Gourmets aren't the only ones offended by Jonathan Swift's savagely satiric "A Modest Proposal." Swift also pokes fun at Great Britain's sizable population of anti-Catholics, usurious landlords and, surely surprised to find themselves in such company, anti-Americans. He finishes off with jabs at economists who measure humanity in terms of profit, to humanity's loss.
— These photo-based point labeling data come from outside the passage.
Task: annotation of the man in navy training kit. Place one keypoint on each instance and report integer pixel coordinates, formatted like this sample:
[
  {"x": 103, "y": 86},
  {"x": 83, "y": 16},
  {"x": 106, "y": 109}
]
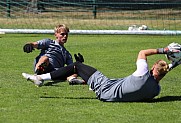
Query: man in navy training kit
[
  {"x": 53, "y": 54},
  {"x": 142, "y": 85}
]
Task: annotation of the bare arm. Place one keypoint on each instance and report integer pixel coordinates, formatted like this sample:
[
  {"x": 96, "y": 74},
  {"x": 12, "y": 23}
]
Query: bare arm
[{"x": 34, "y": 44}]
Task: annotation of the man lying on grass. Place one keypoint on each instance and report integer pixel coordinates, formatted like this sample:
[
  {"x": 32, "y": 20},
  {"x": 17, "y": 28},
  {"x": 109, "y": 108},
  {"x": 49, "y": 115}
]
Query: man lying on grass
[{"x": 142, "y": 85}]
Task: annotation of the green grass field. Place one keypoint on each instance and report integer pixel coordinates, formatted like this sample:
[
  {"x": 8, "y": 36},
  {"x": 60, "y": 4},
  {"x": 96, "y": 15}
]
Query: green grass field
[{"x": 113, "y": 55}]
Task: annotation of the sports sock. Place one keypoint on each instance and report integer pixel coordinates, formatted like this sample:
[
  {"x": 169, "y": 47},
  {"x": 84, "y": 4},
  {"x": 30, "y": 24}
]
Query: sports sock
[{"x": 45, "y": 77}]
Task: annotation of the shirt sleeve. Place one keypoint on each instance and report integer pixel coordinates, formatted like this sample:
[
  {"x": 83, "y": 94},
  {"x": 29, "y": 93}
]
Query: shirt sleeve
[
  {"x": 44, "y": 43},
  {"x": 142, "y": 67}
]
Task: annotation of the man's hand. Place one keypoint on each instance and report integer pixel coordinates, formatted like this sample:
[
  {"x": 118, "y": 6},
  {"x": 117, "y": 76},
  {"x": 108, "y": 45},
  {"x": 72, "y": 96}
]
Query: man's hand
[
  {"x": 79, "y": 58},
  {"x": 28, "y": 48},
  {"x": 174, "y": 47}
]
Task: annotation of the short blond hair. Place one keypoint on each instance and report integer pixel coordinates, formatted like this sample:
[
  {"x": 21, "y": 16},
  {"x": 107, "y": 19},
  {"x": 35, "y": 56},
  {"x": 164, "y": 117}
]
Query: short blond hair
[
  {"x": 162, "y": 67},
  {"x": 61, "y": 27}
]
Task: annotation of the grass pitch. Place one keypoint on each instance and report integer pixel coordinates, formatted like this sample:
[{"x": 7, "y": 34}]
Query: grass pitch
[{"x": 114, "y": 55}]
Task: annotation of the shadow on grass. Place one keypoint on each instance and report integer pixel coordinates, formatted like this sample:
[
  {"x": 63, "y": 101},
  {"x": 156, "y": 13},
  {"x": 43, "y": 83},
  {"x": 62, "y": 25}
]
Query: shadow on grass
[
  {"x": 166, "y": 99},
  {"x": 161, "y": 99}
]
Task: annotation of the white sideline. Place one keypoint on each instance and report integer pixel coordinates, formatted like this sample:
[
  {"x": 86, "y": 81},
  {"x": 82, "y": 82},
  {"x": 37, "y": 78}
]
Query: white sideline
[{"x": 127, "y": 32}]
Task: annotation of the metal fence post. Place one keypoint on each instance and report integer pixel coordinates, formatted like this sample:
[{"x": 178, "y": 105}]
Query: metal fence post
[
  {"x": 94, "y": 9},
  {"x": 8, "y": 8}
]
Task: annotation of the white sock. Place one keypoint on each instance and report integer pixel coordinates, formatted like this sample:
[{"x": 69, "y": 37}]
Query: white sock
[{"x": 45, "y": 76}]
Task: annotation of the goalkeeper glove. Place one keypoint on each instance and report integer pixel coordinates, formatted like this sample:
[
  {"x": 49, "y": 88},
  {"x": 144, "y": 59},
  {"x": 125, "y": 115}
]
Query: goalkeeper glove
[{"x": 28, "y": 48}]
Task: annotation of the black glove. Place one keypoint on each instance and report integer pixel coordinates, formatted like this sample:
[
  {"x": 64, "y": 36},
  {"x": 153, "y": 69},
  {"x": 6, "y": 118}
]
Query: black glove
[
  {"x": 41, "y": 68},
  {"x": 79, "y": 58},
  {"x": 28, "y": 48}
]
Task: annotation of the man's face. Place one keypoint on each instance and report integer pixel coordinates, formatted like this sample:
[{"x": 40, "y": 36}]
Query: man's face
[{"x": 62, "y": 36}]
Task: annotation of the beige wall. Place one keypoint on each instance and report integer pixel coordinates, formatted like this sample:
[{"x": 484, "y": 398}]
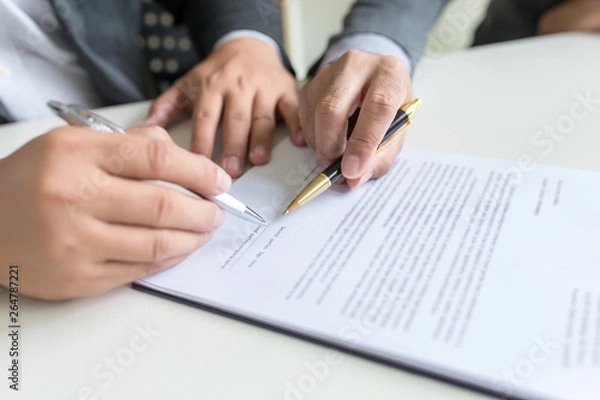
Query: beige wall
[{"x": 314, "y": 21}]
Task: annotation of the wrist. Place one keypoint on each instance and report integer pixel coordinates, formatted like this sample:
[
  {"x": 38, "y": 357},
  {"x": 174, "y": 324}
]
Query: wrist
[{"x": 249, "y": 34}]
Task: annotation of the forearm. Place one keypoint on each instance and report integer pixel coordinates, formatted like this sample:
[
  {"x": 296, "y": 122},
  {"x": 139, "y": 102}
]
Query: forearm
[
  {"x": 406, "y": 22},
  {"x": 209, "y": 21}
]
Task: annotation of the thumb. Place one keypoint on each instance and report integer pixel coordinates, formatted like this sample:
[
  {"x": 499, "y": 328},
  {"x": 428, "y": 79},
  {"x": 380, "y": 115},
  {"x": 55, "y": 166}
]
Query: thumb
[{"x": 151, "y": 131}]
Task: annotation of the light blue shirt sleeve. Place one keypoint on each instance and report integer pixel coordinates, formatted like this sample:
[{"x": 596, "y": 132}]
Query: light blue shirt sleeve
[
  {"x": 246, "y": 33},
  {"x": 368, "y": 43}
]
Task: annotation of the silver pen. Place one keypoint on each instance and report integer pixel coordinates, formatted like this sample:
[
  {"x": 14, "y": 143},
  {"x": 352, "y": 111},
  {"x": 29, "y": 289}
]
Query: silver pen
[{"x": 79, "y": 116}]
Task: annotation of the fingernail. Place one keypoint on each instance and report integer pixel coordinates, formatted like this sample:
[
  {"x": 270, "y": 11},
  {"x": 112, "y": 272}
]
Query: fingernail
[
  {"x": 259, "y": 152},
  {"x": 351, "y": 167},
  {"x": 223, "y": 180},
  {"x": 365, "y": 178},
  {"x": 232, "y": 164},
  {"x": 219, "y": 219}
]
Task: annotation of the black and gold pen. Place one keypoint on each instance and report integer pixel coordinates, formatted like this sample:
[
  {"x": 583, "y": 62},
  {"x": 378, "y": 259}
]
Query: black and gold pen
[{"x": 333, "y": 173}]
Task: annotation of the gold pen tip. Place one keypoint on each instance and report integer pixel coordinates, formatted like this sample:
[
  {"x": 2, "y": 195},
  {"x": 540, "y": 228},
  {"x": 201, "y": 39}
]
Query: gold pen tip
[{"x": 411, "y": 109}]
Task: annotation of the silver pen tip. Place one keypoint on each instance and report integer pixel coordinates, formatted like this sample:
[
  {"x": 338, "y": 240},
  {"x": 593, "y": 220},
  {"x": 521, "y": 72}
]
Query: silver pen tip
[
  {"x": 255, "y": 216},
  {"x": 56, "y": 106}
]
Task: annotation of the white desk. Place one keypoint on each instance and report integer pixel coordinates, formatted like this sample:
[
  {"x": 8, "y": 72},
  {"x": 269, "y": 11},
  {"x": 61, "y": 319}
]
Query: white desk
[{"x": 490, "y": 101}]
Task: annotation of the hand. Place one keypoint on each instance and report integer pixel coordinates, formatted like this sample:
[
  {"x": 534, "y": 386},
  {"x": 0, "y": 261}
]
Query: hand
[
  {"x": 244, "y": 84},
  {"x": 571, "y": 15},
  {"x": 78, "y": 221},
  {"x": 380, "y": 86}
]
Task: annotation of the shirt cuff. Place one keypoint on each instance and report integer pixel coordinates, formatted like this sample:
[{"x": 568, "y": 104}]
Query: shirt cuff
[
  {"x": 368, "y": 43},
  {"x": 247, "y": 33}
]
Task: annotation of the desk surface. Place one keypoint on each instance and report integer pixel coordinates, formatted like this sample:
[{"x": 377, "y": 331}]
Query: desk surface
[{"x": 498, "y": 101}]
English Anti-Irish Prejudice

The most obvious prejudice Swift condemns is anti-Irish sentiment, the pervading British nationalism whose policies trapped the Irish in poverty. In the late 1720s, famine was rampant. English landlords, however, did not relinquish their high rents, and many families fell to beggary. Swift's horrific pamphlet satirically suggests the eating of Irish children at a year old, "very good boiled on the fourth day." He specifies human flesh as "very proper for landlords, who, as they have already devoured most of the parents, seem to have best title to the children."

Anti-Catholic Prejudices

Another prejudice that Swift backhandedly dismembers is the anti-Catholic sentiment in England, which pervaded the country ever since Henry VIII's act of secession from the church. Haters of Catholicism get a Swift roasting as he reckons that babies "born in Roman Catholic countries" will be more plentiful after Lent. "Popish infants," he remarks, stand "at least three to one in this country;" his plan to cannibalize them has the "collateral advantage of lessening the number of papists among us." Swift foresees, and satirizes, eugenic principles which were to emerge under Hitler.

Economic Prejudices

Another prejudice Swift attacks is that of ersatz economists. Swift himself had published pamphlets about the valid economics involved in caring for the poor and had great disdain for proposals that sold beggars into slavery or sent them to overcrowded prisons. Pseudo-reformers come in for a shellacking as Swift's persona adopts their cruel tone and merciless mathematics: "I have already computed the charge of nursing a child at two shillings, rags included," he says coldly, adding that "no gentleman would repine to give ten shillings for the carcass of a good, fat child."

Anti-American Prejudices

Swift cannot resist a dig at the Euro-centric anti-American prejudices that persist even today. When introducing his plan for human flesh consumption, he remarks, "I am assured by a very knowing American of my acquaintance ... a young, healthy child well nursed is ... a most delicious, nourishing and wholesome food." America-baiting cannot get much worse than accusing Americans of knowledgeable cannibalism; fortunately Swift, here and elsewhere, is not in earnest.